Subject Re: [IB-Architect] Next ODS change (was: System table change)
Author Ann Harrison
>Ivan Prenosil wrote:
> > But increasing max index key size from 255 to 64K
> > seems like proper/long term solution to me.
> > Does it have any serious disadvantages ?

At 06:29 PM 11/14/2000 +0300, Dmitry Kuzmenko wrote:

>I think the main disadvangage will be index depth. I've made some calculations
>for some company's database.

>If page_size is 8K, and there is and index with average key length = 42,
>there will be
>about 6 million leaf pages on the index third level. ~6 million only for
>condition that
>pages does not have free spaces. It is not true in reality, and if key
>pages are filled
>only 50%, there will be only 2 million leaf pages on the third level.

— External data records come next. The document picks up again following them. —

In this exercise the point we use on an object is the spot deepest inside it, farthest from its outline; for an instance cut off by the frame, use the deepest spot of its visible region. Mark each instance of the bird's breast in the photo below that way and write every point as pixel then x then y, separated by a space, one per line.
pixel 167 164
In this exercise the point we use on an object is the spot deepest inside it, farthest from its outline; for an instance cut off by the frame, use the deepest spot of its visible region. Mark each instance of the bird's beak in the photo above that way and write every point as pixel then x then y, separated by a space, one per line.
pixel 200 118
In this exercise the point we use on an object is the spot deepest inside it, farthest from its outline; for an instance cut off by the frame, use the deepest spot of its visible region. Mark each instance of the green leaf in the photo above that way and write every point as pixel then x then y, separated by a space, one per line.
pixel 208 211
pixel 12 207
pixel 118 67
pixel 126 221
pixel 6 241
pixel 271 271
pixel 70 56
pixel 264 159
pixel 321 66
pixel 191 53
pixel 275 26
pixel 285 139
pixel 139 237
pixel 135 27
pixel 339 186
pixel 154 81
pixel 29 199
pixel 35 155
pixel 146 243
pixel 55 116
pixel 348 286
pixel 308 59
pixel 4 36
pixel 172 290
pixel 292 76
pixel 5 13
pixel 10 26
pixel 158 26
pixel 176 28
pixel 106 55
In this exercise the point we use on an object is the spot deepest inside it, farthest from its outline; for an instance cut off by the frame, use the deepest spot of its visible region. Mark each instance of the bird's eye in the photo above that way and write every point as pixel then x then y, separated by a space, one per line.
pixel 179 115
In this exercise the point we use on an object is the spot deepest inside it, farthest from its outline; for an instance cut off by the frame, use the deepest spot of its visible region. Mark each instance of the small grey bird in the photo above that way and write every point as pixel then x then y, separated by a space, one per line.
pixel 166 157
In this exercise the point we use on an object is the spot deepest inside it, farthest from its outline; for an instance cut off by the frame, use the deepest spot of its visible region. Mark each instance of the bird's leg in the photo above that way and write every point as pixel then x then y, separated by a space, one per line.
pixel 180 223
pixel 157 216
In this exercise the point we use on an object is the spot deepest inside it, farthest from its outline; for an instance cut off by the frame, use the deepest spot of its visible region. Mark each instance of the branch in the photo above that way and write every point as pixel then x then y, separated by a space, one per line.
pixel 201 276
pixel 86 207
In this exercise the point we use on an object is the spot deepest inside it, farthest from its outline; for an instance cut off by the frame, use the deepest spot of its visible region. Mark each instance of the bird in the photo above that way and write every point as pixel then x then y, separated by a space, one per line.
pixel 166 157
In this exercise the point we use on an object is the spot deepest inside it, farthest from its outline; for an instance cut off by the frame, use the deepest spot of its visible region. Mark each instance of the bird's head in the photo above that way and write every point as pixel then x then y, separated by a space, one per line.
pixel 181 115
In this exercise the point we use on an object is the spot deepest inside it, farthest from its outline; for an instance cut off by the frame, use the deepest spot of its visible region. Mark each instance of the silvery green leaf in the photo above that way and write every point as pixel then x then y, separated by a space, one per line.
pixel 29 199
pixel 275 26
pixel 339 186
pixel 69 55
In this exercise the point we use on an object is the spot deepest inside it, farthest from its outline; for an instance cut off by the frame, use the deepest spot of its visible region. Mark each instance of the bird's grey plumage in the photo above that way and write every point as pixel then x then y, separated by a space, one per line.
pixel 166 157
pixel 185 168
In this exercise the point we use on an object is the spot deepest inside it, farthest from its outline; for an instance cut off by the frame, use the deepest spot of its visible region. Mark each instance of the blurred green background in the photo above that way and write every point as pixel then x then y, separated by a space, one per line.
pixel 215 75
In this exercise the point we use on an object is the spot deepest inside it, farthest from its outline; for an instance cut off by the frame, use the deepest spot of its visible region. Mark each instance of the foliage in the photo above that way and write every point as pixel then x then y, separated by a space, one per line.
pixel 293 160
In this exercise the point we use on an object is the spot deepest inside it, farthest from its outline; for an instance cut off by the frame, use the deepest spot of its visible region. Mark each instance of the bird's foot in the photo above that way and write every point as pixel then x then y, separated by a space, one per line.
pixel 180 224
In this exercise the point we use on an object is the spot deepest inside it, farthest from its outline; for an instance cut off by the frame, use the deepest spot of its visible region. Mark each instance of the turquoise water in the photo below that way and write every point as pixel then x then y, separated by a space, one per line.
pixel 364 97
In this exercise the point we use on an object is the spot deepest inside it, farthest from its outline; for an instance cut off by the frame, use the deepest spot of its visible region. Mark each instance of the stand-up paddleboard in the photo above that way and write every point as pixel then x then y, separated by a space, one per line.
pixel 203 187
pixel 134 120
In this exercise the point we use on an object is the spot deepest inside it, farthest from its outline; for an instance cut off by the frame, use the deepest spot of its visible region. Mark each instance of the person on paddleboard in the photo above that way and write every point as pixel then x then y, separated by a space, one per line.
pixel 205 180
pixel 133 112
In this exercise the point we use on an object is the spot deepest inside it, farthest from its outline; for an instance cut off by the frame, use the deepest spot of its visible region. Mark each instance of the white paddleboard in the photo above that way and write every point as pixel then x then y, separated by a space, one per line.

Why would reducing the fill level by half reduce the number of
leaf buckets by two thirds? I would expect it to increase the
number by about a factor of two.

An average key length of 42 in a large table is unlikely unless the
key is very odd indeed. Prefix compression works very well.

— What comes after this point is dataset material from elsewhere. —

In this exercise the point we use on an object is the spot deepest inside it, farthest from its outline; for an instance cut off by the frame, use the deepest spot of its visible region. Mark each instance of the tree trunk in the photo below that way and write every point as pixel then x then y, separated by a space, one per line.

There's a reasonably simple fix for half-filled index pages (other
than de/re/activating the index) which may be in V6 and certainly
could be introduced easily - not an ODS change.

>Let's do simple calculation for average key lenght = 256 characters (bytes).
>8K / 256 = 32 keys on page. I.e. index root page can point to 32 second
>level index pointer pages....
>After million keys (256 byte sized key, 100% filled key pages) index
>will get depth = 5. Performance will be completely down.

That's a very simplistic computation, ignoring, as it does, prefix and
suffix compression and the miscellaneous other stuff associated with a
key like the page pointer and length word. More to the point, having
the ability to create enormous keys is not a mandate to do so. If someone
wants to index a long character string - say index this whole message -
fine. We should be clear that longer keys lead to deeper indexes and
less performance.

The fact is that multi-byte collating sequences limit our current
keys to less than 100 characters. That's too small. We could remove
the definition time check and just hope that we can always compress
keys to fit ... didn't work last time ... or increase the size of a
key and make sure that people understand that there are costs to
long keys.

My bet? Most of the long keys will turn out to be fine once
compression has removed trailing blanks.